Being the biggest scraper Google itself doesn’t like when somebody scrapes it. This makes life of google scrapers difficult.
In this post I offer you several hints on how to scrape Google in a safe way (if you still decided to do this).
The first thing Google scrapers need to have is a proxy source that is reliable. This will allow you to change your IP address. It goes without saying that any proxy that you choose needs to be of the high anonymous variety. You also need to be certain that the proxy is extremely fast and that it has not been guilty of any Google abuse previously.
A person should use anywhere from 50 to 150 proxies for their continued scraping activity. This will depend on what the average result set is for all individual search queries. There will inevitably be some projects that require additional proxies.
Make sure you choose the right time to change your IP. This is critical if you are going to scrape successfully. Always change your IP following every keyword switch if you are receiving 300-1,000 results for each keyword. If you are receiving less than 300 results, a single IP can be used to scrape several keywords. However, you may need to add a delay or increase the amount of proxies you are using.

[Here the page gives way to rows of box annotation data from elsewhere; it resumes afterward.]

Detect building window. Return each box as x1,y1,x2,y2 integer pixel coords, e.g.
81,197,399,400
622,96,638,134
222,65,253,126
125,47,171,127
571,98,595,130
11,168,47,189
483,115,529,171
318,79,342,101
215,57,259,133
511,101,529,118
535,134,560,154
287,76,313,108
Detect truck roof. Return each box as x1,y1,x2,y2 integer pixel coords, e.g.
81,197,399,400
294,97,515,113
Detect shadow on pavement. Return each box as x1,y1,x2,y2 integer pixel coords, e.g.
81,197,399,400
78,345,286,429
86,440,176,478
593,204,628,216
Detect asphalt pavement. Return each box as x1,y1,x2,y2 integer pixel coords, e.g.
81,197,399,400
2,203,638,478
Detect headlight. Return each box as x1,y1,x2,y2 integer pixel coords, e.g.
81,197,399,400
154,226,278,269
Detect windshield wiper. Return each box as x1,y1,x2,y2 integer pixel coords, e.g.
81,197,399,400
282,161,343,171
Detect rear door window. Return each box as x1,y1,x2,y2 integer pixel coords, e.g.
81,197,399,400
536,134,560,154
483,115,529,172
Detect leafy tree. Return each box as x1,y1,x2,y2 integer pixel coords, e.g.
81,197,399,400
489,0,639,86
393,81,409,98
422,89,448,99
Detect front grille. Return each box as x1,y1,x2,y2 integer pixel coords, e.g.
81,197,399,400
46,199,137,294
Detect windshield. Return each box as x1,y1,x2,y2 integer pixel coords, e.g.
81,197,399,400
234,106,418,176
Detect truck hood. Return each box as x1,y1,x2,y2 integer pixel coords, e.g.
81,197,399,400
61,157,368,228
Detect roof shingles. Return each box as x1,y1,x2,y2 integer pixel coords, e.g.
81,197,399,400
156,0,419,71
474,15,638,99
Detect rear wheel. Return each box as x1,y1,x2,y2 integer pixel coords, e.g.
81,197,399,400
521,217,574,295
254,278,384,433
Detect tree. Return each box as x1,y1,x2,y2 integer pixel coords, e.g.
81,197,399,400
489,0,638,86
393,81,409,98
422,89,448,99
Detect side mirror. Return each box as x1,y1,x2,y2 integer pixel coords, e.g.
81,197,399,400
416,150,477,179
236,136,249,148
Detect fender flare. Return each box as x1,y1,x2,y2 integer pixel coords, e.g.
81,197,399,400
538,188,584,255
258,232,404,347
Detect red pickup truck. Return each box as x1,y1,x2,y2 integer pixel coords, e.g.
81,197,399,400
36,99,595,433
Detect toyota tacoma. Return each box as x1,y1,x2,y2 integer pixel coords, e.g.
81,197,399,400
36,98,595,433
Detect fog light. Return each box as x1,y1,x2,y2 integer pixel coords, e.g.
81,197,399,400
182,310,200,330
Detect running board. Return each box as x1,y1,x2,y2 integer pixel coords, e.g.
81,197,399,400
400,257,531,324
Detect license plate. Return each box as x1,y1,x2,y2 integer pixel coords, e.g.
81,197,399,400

Be certain that you clear all of your cookies following every IP change or totally disable them.
Google scrapers should never utilize threads unless they are needed. Threads are multiple scraping processes that are done at the same time. It is possible for you to scrape millions of results every day without the use of threads.
Add &num=100 to the search URL in order to set the maximum amount of search results to 100.
Your main search should have other keywords appended to it. Google makes it difficult to obtain more than 1,000 results for a single topic. However, it is possible to obtain almost all URLs.
Avoid gray or blacklisting for reliable scraping. Google scrapers should never scrape more than 500 requests during a 24-hour period for each IP address.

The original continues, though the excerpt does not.